Recouvrement de créances par des professionnels contre des consommateurs : attention à la prescription biennale

Sous quel délai un professionnel peut-il agir en recouvrement de sa créance contre un consommateur ?

Afin de protéger les consommateurs dans leurs rapports avec les professionnels,  l’article L.218-2 du Code de la consommation instaure un délai de deux ans pour agir.

Ce bref délai est souvent ignoré, tant des consommateurs que des professionnels.

 

1. Le délai de deux ans

En droit commun, le délai de prescription pour recouvrer une créance est de cinq ans, en vertu de l’article 2224 du Code civil (créance entre deux particuliers par exemple). Il est de même durée pour une créance née entre commerçants ou à l’occasion d’actes de commerce, en vertu de l’article L.110-4 du Code de commerce.

En revanche, pour le professionnel face à une personne ayant la qualité de consommateur, la prescription est abrégée à deux ans en vertu de l’article L.218-2 du Code de la consommation qui prévoit que « l'action des professionnels, pour les biens ou les services qu'ils fournissent aux consommateurs, se prescrit par deux ans ».

Pour rappel, le consommateur est défini comme toute personne physique qui agit à des fins qui n'entrent pas dans le cadre de son activité commerciale, industrielle, artisanale, libérale ou agricole[1].

S’agissant des personnes morales, elles ne peuvent pas se prévaloir de ce délai de prescription de deux ans, quand bien même elles n’agissent pas à des fins professionnelles.

Les créanciers professionnels concernés sont divers, le point essentiel étant qu’ils aient conclu un contrat avec un consommateur. Cela peut être un prêteur en matière de crédit à la consommation ou de prêt immobilier, une entreprise qui réalise des travaux, un vendeur de matériaux ou de biens divers, un avocat…

Ainsi, l’action en recouvrement d’un professionnel, qui trouve son origine dans un contrat de vente ou de prestation de services conclu avec un consommateur – il s’agira très communément de recouvrer des factures impayées - doit être introduite dans un délai de deux ans.

A défaut, le professionnel pourra se voir opposer une fin de non-recevoir tenant à la prescription[2], et verra son action en paiement rejetée par la juridiction qu’il aura saisie.

Il s’agit d’une règle d’ordre public dont il n’est pas permis de déroger par une clause du contrat.

Il convient également de préciser qu’en revanche, le consommateur qui souhaite agir contre le professionnel, bénéficie de la prescription quinquennale de droit commun.

 

2. Le droit de départ

Communément, en vertu de l’article 2224 du Code civil, le point de départ du délai de prescription se situe au « jour où le titulaire du droit a connu ou aurait dû connaître les faits lui permettant d'exercer l'action ».

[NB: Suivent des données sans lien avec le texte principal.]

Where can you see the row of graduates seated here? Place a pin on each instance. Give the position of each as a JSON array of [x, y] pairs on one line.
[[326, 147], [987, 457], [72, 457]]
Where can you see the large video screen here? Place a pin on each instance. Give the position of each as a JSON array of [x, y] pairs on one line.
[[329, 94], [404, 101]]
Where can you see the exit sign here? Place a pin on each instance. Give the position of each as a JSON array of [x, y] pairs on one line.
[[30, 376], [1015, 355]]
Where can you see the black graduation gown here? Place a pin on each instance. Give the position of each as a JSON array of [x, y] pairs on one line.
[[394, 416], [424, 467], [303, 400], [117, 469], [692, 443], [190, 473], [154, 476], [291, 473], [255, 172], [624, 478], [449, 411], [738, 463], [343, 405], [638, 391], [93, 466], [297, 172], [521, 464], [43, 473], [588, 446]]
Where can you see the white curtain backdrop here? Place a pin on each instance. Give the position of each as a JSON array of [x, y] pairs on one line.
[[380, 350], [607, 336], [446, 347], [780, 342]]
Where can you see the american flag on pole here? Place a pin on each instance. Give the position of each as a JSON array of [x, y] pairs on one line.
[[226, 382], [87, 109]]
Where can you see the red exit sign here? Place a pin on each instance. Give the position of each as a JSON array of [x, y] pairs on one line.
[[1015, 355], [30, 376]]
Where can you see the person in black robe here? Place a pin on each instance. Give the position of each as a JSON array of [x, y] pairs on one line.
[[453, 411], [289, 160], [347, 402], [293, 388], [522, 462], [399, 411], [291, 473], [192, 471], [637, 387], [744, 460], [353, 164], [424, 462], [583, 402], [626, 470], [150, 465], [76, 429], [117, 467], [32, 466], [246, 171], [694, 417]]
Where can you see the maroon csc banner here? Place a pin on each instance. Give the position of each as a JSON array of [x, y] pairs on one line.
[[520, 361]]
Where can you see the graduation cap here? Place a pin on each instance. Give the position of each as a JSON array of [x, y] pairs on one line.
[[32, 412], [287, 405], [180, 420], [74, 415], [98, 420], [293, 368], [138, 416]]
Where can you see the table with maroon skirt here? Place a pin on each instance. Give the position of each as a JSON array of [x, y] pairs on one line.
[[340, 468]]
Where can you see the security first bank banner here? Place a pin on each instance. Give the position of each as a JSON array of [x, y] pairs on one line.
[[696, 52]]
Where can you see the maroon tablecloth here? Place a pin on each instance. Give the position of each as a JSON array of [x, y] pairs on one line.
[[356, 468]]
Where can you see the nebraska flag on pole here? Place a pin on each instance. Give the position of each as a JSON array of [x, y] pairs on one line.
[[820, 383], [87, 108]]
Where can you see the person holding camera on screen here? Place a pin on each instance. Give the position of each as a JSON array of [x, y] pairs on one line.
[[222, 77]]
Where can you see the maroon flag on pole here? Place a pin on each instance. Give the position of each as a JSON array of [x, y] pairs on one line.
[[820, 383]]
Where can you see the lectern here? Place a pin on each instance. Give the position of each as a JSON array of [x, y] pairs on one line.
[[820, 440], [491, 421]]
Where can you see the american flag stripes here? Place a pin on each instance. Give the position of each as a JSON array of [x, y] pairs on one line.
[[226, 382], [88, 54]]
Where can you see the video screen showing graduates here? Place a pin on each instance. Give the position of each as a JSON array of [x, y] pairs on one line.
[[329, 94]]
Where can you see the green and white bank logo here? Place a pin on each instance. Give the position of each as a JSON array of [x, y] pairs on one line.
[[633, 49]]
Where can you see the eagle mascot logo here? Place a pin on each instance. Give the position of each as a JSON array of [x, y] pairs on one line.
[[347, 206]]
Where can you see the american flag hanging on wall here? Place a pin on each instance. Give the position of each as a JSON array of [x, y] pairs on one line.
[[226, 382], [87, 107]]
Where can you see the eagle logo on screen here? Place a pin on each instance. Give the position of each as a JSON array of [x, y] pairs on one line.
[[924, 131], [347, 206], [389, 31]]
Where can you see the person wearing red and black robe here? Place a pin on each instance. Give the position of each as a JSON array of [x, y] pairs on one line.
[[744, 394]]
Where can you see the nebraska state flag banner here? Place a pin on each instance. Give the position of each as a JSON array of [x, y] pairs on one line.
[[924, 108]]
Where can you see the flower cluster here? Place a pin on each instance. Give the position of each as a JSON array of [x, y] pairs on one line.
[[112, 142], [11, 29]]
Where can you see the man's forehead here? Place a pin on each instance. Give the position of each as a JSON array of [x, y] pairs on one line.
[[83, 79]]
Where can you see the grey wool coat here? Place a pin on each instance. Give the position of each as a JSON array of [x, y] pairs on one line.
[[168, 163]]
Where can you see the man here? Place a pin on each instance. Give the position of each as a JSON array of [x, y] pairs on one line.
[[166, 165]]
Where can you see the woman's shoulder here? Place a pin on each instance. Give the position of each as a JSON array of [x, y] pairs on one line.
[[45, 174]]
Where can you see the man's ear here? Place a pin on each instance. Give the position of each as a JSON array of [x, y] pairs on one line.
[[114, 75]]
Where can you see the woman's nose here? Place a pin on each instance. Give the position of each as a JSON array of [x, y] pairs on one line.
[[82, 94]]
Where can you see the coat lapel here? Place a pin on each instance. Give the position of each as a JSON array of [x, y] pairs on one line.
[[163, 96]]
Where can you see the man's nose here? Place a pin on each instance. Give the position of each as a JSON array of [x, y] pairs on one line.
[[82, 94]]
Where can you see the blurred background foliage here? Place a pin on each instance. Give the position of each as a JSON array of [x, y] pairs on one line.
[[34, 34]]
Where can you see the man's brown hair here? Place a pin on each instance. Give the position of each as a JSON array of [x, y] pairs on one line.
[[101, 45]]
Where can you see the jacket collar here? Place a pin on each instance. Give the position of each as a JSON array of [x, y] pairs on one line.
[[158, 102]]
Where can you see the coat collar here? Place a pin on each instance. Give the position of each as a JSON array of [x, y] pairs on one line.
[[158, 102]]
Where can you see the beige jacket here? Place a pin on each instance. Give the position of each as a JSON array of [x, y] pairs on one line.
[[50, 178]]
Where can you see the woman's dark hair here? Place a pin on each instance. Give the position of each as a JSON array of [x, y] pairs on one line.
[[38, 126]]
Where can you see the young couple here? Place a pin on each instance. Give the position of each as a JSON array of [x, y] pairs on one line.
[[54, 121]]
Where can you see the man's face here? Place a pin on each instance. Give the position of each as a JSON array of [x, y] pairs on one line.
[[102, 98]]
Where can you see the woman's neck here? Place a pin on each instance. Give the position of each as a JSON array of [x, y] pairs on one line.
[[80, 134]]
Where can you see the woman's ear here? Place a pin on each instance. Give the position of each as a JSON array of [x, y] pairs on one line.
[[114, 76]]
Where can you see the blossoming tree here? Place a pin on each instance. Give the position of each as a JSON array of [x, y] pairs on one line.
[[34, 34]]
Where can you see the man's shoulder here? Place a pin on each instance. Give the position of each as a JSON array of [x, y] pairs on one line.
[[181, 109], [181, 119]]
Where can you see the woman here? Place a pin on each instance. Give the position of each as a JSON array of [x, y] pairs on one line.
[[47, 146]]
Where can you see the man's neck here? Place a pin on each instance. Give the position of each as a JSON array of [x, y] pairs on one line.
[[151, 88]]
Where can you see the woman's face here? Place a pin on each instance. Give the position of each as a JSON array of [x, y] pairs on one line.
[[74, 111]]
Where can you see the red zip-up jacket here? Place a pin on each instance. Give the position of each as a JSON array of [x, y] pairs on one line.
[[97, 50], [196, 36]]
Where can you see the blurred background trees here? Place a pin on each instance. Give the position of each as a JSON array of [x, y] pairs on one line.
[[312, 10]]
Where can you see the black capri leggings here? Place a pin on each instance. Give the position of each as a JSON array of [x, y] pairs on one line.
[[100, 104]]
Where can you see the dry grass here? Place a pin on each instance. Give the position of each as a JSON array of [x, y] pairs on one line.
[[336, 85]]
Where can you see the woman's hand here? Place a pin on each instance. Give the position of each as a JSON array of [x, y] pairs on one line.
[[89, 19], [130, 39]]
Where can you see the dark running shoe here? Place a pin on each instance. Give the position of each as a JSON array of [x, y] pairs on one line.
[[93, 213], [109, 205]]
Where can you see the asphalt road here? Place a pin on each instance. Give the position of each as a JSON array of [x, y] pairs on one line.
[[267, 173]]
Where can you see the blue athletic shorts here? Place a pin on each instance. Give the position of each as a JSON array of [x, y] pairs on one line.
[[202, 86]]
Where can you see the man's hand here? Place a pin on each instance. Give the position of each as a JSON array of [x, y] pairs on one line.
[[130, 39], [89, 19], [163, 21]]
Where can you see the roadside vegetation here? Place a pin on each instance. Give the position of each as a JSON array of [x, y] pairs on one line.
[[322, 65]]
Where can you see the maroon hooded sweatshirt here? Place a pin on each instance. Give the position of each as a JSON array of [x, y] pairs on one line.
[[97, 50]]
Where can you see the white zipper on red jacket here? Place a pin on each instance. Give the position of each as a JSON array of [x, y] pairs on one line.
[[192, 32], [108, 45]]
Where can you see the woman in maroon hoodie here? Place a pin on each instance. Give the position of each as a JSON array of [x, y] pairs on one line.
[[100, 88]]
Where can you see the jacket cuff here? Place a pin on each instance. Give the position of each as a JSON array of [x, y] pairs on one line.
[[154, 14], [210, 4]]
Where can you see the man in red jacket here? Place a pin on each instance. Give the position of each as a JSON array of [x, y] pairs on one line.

En pratique, le point de départ va différer en fonction du type de contrat conclu.

Ainsi, à l'égard d'une dette payable par termes successifs, un prêt par exemple, la prescription se divise comme la dette elle-même et court à l'égard de chacune de ses fractions à compter de son échéance.

Dans cette hypothèse, l'action en paiement du capital restant dû se prescrit à compter de la déchéance du terme, qui emporte son exigibilité.[3]  

Concernant l’action en paiement des honoraires d’un avocat, le point départ sera la date à laquelle le mandat de celui-ci a pris fin [4].

Récemment une évolution jurisprudentielle est intervenue en matière de recouvrement de factures liées à l’exécution de travaux.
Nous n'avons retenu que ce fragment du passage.